Dominant images are a key part of design in print, on websites and in large outdoor and indoor environments. The dominant image provides the focal point. On a webpage it tells you where to look first. In a large hall, it let you know where you are. On a page it sets the stage for the story.
Have you ever looked at a brochure of postage-stamp-sized photos and equal blocks of copy? It is symmetrical, but at the same time it is boring because there is no eye flow — if everything is important, nothing stands out. Every great photo and every great painting has a natural place that attracts your eye. Horizontally it is in the center, vertically it is just above center. Take a look at any painting and the most powerful part is usually located near visual center. You look at Mona Lisa’s mouth and you think she isn’t smiling. You look at her eyes and it looks as if she is smiling.
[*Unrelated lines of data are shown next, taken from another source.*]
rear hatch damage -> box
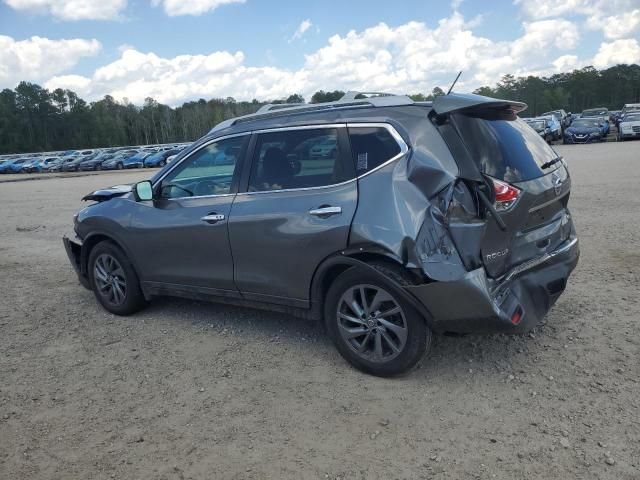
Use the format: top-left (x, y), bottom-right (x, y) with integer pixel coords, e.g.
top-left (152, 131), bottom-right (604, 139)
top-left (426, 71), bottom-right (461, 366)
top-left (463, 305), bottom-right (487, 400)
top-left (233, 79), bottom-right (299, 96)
top-left (407, 95), bottom-right (579, 332)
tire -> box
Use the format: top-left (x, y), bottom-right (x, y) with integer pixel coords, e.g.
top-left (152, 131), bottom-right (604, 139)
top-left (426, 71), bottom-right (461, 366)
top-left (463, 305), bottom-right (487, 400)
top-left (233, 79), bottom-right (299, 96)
top-left (87, 240), bottom-right (147, 315)
top-left (324, 264), bottom-right (432, 377)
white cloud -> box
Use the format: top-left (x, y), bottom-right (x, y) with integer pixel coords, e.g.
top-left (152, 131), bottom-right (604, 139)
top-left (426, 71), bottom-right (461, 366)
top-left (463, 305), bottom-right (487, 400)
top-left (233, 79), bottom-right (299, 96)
top-left (37, 12), bottom-right (640, 105)
top-left (0, 35), bottom-right (101, 88)
top-left (289, 18), bottom-right (313, 42)
top-left (593, 38), bottom-right (640, 68)
top-left (151, 0), bottom-right (245, 17)
top-left (514, 0), bottom-right (640, 39)
top-left (4, 0), bottom-right (127, 20)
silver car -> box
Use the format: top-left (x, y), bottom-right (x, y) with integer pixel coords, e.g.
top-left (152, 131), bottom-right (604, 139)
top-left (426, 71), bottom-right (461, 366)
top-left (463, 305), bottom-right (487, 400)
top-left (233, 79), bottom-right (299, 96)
top-left (64, 92), bottom-right (579, 376)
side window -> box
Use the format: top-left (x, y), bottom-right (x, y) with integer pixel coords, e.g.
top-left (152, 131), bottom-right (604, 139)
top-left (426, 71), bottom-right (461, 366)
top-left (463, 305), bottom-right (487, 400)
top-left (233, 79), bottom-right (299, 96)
top-left (160, 136), bottom-right (247, 198)
top-left (349, 127), bottom-right (401, 176)
top-left (249, 128), bottom-right (354, 192)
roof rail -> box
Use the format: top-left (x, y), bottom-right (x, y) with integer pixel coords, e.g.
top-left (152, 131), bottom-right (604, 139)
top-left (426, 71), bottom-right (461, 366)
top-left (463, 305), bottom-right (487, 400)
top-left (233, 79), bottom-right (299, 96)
top-left (209, 91), bottom-right (414, 133)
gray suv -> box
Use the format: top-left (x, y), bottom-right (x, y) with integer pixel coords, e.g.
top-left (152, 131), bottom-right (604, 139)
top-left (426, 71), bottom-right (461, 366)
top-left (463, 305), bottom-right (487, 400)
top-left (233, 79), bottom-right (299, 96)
top-left (64, 92), bottom-right (579, 376)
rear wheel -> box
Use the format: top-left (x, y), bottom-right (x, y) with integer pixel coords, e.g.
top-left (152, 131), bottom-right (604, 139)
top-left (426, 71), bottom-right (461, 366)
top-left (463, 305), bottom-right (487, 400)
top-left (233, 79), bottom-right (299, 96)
top-left (325, 266), bottom-right (431, 377)
top-left (87, 241), bottom-right (146, 315)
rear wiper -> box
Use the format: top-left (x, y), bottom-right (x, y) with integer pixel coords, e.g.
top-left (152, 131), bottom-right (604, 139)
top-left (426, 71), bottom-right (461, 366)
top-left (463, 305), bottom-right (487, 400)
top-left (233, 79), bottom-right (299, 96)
top-left (540, 157), bottom-right (562, 169)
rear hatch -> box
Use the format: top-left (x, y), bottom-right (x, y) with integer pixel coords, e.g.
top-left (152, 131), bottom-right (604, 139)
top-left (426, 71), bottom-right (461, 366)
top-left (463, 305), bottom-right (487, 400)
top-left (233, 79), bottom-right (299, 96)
top-left (434, 94), bottom-right (572, 278)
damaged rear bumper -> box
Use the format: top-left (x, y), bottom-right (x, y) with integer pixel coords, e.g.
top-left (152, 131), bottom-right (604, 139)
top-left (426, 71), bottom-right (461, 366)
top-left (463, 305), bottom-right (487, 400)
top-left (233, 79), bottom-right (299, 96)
top-left (405, 237), bottom-right (580, 333)
top-left (62, 235), bottom-right (91, 290)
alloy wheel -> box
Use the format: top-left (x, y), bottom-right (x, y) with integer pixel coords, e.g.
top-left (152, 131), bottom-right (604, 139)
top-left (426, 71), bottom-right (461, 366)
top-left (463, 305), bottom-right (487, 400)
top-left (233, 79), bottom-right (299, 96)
top-left (93, 253), bottom-right (127, 306)
top-left (337, 285), bottom-right (408, 362)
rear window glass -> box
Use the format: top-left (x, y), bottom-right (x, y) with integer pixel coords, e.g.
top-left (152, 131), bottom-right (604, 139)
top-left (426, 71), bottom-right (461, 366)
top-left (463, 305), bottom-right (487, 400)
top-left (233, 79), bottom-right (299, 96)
top-left (453, 114), bottom-right (561, 182)
top-left (349, 127), bottom-right (400, 175)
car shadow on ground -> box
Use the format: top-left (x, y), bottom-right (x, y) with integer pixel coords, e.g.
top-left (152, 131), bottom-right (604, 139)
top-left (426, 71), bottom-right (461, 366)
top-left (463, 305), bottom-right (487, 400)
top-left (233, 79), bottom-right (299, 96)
top-left (139, 297), bottom-right (545, 378)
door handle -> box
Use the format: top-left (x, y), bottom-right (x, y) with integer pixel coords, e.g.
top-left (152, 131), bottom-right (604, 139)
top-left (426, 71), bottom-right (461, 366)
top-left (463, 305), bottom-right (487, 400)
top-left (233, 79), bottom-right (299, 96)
top-left (309, 206), bottom-right (342, 217)
top-left (200, 213), bottom-right (229, 223)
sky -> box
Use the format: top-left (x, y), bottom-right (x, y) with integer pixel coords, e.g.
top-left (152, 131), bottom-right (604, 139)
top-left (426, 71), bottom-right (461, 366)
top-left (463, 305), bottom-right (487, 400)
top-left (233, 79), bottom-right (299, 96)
top-left (0, 0), bottom-right (640, 106)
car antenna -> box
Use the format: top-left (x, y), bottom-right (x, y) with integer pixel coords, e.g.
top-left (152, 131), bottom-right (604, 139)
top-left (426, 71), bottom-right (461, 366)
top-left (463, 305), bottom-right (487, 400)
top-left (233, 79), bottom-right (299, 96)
top-left (447, 70), bottom-right (462, 95)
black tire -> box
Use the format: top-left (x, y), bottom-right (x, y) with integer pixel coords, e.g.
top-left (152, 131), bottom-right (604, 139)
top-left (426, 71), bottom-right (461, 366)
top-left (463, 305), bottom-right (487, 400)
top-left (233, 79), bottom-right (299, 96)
top-left (324, 264), bottom-right (432, 377)
top-left (87, 240), bottom-right (147, 315)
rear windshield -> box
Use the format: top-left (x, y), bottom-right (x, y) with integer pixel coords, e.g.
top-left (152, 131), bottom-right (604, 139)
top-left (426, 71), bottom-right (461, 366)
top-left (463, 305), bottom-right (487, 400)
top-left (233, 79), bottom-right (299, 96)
top-left (453, 114), bottom-right (561, 182)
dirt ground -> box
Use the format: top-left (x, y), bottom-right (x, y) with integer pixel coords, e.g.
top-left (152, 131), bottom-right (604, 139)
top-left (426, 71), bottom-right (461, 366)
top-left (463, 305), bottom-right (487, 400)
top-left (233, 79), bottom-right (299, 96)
top-left (0, 142), bottom-right (640, 480)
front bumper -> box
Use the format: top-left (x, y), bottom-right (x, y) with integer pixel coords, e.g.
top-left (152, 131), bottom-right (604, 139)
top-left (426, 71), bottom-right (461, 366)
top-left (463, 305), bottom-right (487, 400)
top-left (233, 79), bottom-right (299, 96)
top-left (405, 236), bottom-right (580, 333)
top-left (62, 235), bottom-right (91, 290)
top-left (564, 135), bottom-right (603, 144)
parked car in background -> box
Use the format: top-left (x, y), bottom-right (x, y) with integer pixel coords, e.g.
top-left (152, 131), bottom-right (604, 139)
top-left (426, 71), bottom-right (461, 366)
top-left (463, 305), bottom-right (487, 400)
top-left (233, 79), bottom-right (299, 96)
top-left (21, 157), bottom-right (42, 173)
top-left (541, 109), bottom-right (571, 132)
top-left (580, 107), bottom-right (609, 119)
top-left (144, 148), bottom-right (180, 168)
top-left (78, 151), bottom-right (114, 171)
top-left (523, 118), bottom-right (553, 143)
top-left (536, 115), bottom-right (562, 140)
top-left (102, 150), bottom-right (138, 170)
top-left (122, 150), bottom-right (155, 172)
top-left (564, 118), bottom-right (604, 144)
top-left (63, 92), bottom-right (579, 376)
top-left (62, 154), bottom-right (91, 172)
top-left (40, 157), bottom-right (62, 172)
top-left (0, 158), bottom-right (29, 173)
top-left (618, 111), bottom-right (640, 140)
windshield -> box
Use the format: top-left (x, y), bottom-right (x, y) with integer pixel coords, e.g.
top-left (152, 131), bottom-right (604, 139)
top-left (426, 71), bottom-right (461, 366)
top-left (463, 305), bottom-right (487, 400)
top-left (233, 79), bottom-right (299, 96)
top-left (571, 120), bottom-right (600, 128)
top-left (452, 114), bottom-right (561, 182)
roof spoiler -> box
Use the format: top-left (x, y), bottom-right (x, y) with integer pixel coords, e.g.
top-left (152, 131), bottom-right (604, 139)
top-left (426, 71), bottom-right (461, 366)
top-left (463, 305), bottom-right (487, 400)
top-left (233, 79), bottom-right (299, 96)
top-left (433, 93), bottom-right (527, 115)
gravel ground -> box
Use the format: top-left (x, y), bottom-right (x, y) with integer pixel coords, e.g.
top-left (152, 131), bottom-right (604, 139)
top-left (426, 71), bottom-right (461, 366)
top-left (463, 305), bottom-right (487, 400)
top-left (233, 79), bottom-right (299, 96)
top-left (0, 142), bottom-right (640, 480)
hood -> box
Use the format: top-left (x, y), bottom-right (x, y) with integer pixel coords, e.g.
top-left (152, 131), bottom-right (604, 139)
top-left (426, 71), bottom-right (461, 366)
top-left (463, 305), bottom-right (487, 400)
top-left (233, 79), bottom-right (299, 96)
top-left (82, 185), bottom-right (132, 202)
top-left (567, 127), bottom-right (600, 135)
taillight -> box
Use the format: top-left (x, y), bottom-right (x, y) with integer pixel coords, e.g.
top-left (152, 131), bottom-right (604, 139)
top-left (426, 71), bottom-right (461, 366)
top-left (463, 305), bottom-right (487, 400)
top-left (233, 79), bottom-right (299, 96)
top-left (491, 178), bottom-right (522, 212)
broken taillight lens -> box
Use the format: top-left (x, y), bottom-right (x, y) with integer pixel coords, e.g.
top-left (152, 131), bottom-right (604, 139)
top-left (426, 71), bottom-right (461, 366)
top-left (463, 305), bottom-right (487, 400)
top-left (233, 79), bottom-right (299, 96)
top-left (491, 178), bottom-right (522, 212)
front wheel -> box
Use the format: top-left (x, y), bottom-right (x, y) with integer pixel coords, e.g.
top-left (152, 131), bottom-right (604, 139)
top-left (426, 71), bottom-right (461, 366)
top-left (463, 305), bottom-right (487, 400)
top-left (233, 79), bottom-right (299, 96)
top-left (87, 241), bottom-right (146, 315)
top-left (325, 266), bottom-right (432, 377)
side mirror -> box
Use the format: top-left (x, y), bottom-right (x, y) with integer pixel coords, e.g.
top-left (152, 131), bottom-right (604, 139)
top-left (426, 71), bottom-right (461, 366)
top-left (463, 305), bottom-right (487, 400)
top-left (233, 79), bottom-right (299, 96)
top-left (133, 180), bottom-right (153, 202)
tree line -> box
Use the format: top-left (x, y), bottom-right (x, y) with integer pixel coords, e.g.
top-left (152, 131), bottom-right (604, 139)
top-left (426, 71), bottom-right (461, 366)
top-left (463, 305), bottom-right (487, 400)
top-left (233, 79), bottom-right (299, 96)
top-left (0, 65), bottom-right (640, 153)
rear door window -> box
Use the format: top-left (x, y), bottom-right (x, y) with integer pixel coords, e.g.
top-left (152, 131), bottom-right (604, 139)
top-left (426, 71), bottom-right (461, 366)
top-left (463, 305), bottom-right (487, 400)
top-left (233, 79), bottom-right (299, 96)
top-left (249, 128), bottom-right (354, 192)
top-left (452, 114), bottom-right (562, 182)
top-left (349, 126), bottom-right (401, 176)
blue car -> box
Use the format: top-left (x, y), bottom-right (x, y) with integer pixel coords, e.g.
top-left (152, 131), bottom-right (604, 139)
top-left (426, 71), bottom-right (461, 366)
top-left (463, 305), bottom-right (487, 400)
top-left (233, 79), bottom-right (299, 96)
top-left (536, 115), bottom-right (562, 140)
top-left (564, 118), bottom-right (605, 143)
top-left (0, 158), bottom-right (29, 173)
top-left (144, 149), bottom-right (180, 167)
top-left (21, 157), bottom-right (42, 173)
top-left (122, 150), bottom-right (155, 172)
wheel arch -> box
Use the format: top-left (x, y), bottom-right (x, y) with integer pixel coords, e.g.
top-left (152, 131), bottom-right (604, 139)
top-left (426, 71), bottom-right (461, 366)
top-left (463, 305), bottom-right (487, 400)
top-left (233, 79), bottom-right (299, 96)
top-left (309, 246), bottom-right (433, 328)
top-left (80, 231), bottom-right (142, 288)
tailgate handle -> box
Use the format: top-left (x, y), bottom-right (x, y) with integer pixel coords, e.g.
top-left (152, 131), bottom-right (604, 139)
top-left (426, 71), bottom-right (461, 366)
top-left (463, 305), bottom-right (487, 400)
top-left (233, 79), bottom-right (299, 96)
top-left (476, 188), bottom-right (507, 232)
top-left (200, 212), bottom-right (229, 223)
top-left (309, 205), bottom-right (342, 217)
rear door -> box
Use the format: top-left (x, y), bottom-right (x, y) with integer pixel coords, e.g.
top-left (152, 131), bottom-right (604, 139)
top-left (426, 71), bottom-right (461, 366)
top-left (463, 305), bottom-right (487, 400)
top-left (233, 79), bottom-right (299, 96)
top-left (229, 124), bottom-right (358, 307)
top-left (128, 135), bottom-right (249, 295)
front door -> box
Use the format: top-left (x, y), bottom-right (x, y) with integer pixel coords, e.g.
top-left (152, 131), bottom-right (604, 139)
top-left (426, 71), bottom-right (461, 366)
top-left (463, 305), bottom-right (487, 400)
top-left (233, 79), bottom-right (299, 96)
top-left (229, 125), bottom-right (358, 307)
top-left (131, 135), bottom-right (249, 294)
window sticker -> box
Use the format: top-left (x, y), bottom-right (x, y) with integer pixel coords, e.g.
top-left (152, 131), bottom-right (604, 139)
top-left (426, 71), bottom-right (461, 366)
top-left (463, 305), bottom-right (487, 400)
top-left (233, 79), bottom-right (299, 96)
top-left (356, 153), bottom-right (369, 170)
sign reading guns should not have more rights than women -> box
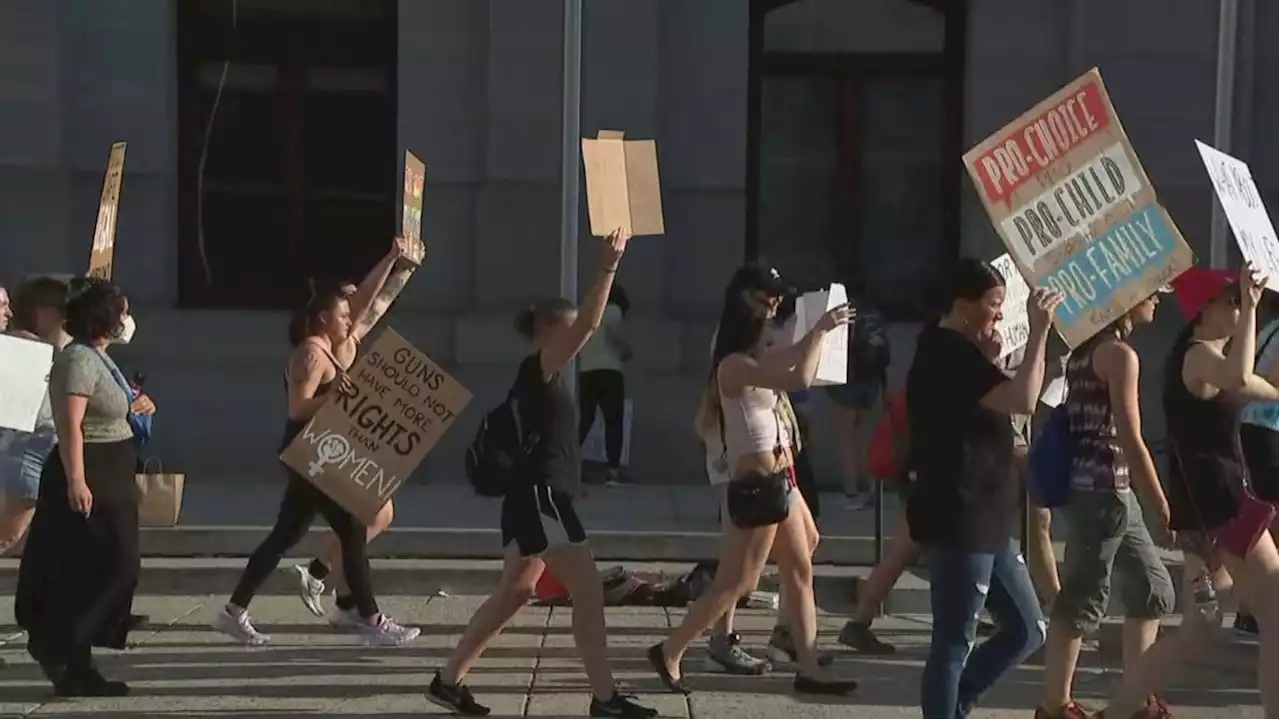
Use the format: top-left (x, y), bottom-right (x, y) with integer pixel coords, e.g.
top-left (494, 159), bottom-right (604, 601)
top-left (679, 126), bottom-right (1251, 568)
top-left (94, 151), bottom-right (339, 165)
top-left (88, 142), bottom-right (128, 280)
top-left (964, 68), bottom-right (1196, 348)
top-left (1196, 139), bottom-right (1280, 289)
top-left (280, 328), bottom-right (471, 523)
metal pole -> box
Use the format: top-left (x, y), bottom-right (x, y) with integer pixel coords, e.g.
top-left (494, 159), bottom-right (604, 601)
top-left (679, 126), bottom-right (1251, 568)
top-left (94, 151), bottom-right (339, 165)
top-left (559, 0), bottom-right (582, 397)
top-left (1208, 0), bottom-right (1240, 267)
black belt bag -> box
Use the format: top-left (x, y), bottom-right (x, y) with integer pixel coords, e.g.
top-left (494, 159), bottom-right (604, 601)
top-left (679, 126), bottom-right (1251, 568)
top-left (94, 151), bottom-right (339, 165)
top-left (724, 470), bottom-right (791, 530)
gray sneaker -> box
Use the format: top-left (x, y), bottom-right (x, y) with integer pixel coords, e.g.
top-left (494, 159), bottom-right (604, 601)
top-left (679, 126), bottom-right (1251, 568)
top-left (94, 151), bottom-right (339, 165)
top-left (709, 633), bottom-right (773, 676)
top-left (765, 626), bottom-right (835, 667)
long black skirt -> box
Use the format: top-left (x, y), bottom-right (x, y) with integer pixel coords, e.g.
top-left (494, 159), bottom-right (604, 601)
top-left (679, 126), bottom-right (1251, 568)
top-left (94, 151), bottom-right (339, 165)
top-left (14, 440), bottom-right (142, 660)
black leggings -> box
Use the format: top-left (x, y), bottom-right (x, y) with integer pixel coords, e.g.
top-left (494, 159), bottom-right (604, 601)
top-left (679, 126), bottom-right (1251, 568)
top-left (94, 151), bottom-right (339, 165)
top-left (577, 370), bottom-right (627, 470)
top-left (232, 470), bottom-right (378, 619)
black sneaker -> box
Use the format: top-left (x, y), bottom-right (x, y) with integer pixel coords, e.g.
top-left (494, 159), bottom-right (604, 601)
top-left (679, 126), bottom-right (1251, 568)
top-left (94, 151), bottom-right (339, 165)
top-left (426, 672), bottom-right (491, 716)
top-left (588, 692), bottom-right (658, 719)
top-left (837, 619), bottom-right (897, 656)
top-left (1231, 614), bottom-right (1258, 637)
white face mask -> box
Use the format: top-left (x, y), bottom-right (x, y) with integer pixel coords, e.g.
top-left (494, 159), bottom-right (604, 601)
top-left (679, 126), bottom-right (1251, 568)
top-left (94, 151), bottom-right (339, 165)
top-left (111, 315), bottom-right (138, 344)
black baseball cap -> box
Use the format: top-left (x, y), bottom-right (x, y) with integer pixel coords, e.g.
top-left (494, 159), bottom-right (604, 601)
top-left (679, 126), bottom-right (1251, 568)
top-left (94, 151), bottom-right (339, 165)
top-left (726, 262), bottom-right (796, 297)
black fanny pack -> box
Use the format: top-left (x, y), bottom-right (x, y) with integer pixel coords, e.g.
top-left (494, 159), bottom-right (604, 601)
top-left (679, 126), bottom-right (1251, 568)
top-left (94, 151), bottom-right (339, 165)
top-left (724, 470), bottom-right (791, 530)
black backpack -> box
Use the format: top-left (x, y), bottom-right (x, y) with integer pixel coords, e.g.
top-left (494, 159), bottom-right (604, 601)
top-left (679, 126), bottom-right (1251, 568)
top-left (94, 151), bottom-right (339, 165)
top-left (849, 306), bottom-right (891, 380)
top-left (466, 389), bottom-right (538, 496)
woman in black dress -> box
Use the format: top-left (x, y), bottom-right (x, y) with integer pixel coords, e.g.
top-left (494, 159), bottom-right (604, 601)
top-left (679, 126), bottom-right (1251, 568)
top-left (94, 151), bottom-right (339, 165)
top-left (14, 280), bottom-right (141, 696)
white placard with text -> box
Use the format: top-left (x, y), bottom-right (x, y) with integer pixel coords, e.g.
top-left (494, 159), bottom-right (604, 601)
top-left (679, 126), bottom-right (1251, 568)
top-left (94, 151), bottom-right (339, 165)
top-left (991, 252), bottom-right (1032, 357)
top-left (0, 335), bottom-right (54, 432)
top-left (792, 283), bottom-right (849, 386)
top-left (1196, 139), bottom-right (1280, 289)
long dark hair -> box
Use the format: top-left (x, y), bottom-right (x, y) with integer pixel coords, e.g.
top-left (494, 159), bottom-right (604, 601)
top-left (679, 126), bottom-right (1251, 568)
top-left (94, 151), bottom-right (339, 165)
top-left (289, 280), bottom-right (352, 347)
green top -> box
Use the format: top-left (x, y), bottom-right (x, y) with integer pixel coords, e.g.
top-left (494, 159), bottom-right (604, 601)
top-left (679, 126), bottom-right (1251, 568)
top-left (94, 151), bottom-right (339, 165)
top-left (49, 344), bottom-right (133, 444)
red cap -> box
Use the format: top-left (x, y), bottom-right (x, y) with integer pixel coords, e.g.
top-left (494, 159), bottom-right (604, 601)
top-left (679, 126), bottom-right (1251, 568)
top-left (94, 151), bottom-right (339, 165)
top-left (1170, 267), bottom-right (1235, 320)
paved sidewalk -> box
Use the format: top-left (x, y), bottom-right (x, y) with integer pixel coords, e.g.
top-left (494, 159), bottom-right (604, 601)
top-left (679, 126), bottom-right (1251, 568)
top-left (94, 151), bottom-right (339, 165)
top-left (0, 596), bottom-right (1262, 719)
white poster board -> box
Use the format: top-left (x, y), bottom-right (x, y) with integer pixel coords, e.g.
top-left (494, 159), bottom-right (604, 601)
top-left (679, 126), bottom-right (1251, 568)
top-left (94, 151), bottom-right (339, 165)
top-left (1196, 139), bottom-right (1280, 289)
top-left (0, 335), bottom-right (54, 432)
top-left (991, 252), bottom-right (1032, 360)
top-left (582, 399), bottom-right (632, 467)
top-left (791, 283), bottom-right (849, 386)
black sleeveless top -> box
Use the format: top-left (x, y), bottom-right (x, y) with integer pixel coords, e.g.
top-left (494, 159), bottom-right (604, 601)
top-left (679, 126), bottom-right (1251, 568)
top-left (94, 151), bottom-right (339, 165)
top-left (1164, 339), bottom-right (1247, 531)
top-left (279, 347), bottom-right (338, 452)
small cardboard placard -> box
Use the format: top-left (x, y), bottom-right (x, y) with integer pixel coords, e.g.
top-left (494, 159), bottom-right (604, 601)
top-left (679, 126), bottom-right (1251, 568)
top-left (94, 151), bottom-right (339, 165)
top-left (0, 335), bottom-right (54, 432)
top-left (791, 283), bottom-right (850, 386)
top-left (582, 129), bottom-right (666, 237)
top-left (88, 142), bottom-right (128, 280)
top-left (991, 252), bottom-right (1032, 360)
top-left (964, 68), bottom-right (1196, 348)
top-left (280, 328), bottom-right (471, 523)
top-left (1196, 139), bottom-right (1280, 290)
top-left (352, 150), bottom-right (426, 336)
top-left (401, 150), bottom-right (426, 265)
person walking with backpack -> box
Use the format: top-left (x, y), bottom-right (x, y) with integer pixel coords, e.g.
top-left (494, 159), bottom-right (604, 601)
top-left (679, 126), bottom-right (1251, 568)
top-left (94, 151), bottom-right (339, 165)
top-left (440, 229), bottom-right (658, 719)
top-left (826, 283), bottom-right (891, 509)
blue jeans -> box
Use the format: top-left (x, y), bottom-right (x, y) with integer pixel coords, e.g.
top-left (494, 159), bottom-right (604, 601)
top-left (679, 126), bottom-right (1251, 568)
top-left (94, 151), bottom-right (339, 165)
top-left (920, 541), bottom-right (1044, 719)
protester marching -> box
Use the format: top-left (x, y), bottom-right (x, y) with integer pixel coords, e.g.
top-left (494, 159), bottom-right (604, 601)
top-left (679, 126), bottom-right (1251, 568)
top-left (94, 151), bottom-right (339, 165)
top-left (0, 61), bottom-right (1280, 719)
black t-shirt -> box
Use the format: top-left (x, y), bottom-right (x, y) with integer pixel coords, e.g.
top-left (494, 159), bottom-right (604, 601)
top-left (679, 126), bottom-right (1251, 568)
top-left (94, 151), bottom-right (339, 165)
top-left (516, 353), bottom-right (582, 494)
top-left (906, 326), bottom-right (1019, 551)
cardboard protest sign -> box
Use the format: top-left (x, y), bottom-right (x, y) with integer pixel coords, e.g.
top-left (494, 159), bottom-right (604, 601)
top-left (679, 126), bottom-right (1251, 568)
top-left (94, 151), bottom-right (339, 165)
top-left (791, 283), bottom-right (849, 386)
top-left (88, 142), bottom-right (128, 280)
top-left (280, 328), bottom-right (471, 523)
top-left (991, 252), bottom-right (1032, 360)
top-left (1196, 139), bottom-right (1280, 289)
top-left (582, 129), bottom-right (666, 237)
top-left (352, 150), bottom-right (426, 336)
top-left (0, 335), bottom-right (54, 432)
top-left (964, 68), bottom-right (1194, 348)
The power of dominance in design can even be seen at business locations. The sign tells a lot about the kind of business and if you think this is going to be a good experience or not. (Yes, there are locations where no sign can be powerful such as the French Laundry Restaurant in the Napa Valley, but those are the exceptions, not the rule.)
P.F. Chang’s is known for its large artwork outside the restaurant. It is a strong visual cue that the restaurant is near and that the experience will be something special. Signs can be lost in busy cities and malls, but large horse artwork stand out in a crowd.